Her heart skipped in hope and she knew they had found love that night for he had kept it. She buried her face in it and smelled not just the musk of herself but the citrus note to the cologne that he wore and the masculine scent that was James.
I’m wearing it now!
Send me a picture! James replied as Manu droned on.
It was the tamest picture of a woman in bed that James had ever received but it was by far his favourite— Leila sitting up in bed wearing the shirt and smiling brightly for him and lightly he teased her. Undo the top button at least!
‘You are so insolent, James,’ Manu said, and James looked up and for a moment he wondered if she had been standing over his shoulder and reading his phone, but Manu didn’t need to read what was written. James realised that he had been very rudely ignoring her.
‘Look, I apologise, I honestly...’
He didn’t know how to explain that he was in love, in serious love, and just so open to Leila-distraction at the moment. How did he tell Manu, who was looking at him with such distaste, that he had never felt anything like it before?
‘You’re just a rich boy who is far too used to getting whatever it is that he wants,’ Manu sneered.
‘Not necessarily.’ James commenced a smart reply, but then he remembered why he was here and swallowed his retort down. ‘I just want Leila to be happy.’
‘You just said that she was.’
Well, apart from her wish for her parents to at least not take things out on their child and that she was estranged from her brother. Apart from the tears she sobbed each night, but since she’d been in his home they had stopped.
‘You cause offence at every turn,’ Manu said.
There was that bloody word again.
When he was with Leila, when it was just the two of them, it was all so uncomplicated. Yet, James conceded, Leila hadn’t responded to his flirt. She hadn’t sent another text. Perhaps he had offended and so James pocketed his phone.

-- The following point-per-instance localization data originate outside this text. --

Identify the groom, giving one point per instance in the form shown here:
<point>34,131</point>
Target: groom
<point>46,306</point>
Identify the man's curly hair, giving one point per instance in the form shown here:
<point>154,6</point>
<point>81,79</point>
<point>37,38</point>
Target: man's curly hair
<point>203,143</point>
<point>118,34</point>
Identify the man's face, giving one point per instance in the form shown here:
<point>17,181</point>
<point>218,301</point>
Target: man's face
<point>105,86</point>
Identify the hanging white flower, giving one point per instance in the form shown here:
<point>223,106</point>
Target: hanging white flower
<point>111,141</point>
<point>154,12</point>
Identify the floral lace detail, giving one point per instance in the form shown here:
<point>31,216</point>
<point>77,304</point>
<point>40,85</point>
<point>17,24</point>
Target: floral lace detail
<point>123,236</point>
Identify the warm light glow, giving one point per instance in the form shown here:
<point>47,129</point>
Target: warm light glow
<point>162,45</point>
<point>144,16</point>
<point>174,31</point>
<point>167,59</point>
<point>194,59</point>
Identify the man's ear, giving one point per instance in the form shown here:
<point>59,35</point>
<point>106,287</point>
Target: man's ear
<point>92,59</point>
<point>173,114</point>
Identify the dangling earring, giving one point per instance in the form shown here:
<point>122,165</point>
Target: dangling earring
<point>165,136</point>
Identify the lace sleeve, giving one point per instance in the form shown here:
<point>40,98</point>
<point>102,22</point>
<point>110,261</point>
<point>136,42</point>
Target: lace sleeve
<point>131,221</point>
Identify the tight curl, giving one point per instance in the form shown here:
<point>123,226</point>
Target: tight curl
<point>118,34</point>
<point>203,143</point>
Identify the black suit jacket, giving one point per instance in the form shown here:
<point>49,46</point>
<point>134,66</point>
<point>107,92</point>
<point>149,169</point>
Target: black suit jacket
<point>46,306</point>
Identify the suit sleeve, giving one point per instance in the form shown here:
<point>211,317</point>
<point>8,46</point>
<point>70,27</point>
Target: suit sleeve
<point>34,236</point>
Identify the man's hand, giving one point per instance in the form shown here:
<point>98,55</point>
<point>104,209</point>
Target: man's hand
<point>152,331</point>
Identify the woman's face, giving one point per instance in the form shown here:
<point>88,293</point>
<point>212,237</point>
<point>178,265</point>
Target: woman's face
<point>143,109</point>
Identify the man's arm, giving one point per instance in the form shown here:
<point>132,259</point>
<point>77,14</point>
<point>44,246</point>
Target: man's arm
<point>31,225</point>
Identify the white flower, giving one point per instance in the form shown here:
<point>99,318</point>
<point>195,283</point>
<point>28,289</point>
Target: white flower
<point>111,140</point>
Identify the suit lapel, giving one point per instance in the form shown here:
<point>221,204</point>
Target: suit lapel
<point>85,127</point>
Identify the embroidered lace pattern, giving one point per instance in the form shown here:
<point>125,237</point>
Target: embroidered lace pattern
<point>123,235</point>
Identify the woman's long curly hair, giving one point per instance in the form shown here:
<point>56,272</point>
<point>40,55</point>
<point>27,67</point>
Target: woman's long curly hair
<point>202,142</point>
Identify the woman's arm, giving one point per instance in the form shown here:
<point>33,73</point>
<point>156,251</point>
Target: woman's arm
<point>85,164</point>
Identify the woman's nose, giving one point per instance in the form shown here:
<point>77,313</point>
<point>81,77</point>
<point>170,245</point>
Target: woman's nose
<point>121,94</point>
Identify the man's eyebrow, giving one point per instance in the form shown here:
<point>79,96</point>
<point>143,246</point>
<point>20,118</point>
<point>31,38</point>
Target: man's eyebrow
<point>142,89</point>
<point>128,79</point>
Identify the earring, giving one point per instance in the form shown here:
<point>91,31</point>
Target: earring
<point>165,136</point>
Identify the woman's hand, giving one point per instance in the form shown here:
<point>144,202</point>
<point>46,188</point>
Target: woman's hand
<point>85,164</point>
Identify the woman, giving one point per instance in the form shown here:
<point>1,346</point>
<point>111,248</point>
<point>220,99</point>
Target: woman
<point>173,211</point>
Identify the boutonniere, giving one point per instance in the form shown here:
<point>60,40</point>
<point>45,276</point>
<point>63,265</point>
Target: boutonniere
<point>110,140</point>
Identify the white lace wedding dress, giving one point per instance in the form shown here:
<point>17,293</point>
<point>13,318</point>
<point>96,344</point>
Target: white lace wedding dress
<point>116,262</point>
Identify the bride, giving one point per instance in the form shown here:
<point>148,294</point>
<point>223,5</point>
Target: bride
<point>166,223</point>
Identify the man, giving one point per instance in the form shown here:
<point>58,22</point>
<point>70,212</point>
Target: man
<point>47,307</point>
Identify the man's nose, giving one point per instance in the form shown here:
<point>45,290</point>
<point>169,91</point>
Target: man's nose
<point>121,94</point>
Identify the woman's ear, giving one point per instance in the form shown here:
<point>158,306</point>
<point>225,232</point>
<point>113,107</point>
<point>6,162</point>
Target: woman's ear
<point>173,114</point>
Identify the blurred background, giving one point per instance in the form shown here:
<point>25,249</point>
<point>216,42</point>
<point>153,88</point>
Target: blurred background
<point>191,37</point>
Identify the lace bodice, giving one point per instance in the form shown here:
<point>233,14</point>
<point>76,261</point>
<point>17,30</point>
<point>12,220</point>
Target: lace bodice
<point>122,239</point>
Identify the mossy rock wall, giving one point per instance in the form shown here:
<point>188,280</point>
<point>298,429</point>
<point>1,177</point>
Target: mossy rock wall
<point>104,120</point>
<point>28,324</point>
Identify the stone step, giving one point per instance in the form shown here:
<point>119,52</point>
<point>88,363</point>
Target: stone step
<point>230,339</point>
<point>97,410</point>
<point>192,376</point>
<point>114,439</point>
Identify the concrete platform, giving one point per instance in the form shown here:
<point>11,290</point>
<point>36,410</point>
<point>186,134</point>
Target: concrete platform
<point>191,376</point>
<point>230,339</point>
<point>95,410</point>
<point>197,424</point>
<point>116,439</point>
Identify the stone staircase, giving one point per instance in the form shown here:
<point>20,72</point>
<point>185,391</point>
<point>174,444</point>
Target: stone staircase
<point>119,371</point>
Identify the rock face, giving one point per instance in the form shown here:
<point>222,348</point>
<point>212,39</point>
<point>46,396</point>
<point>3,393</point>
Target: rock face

Manu now had his full attention and what she had to say was sobering indeed.
* * *
Oh, he so did not cause offence.
Leila had actually laughed at James’s text. No, she would not be unbuttoning to her phone, but he made her so happy that she felt brave.
Brave enough to handle anything.
Leila picked up her phone and stared, but not at James’s texts. She went to the address book and to where James had keyed her parents’ number into the phone.
She looked at the time in Surhaadi, as James had added a clock with the time there.
It was after dinnertime now.
She knew that the phone rang in the lounge where they had had that terrible row and knew that they would be sitting there now.
Leila held her breath as a maid answered it.
‘I wish to speak with my mother,’ Leila said, and when she heard the shocked gasp, Leila remembered her new manners with maids. ‘Please.’
It took ages for her mother to come to the phone—no doubt she would be shooing out all the servants—and Leila waited.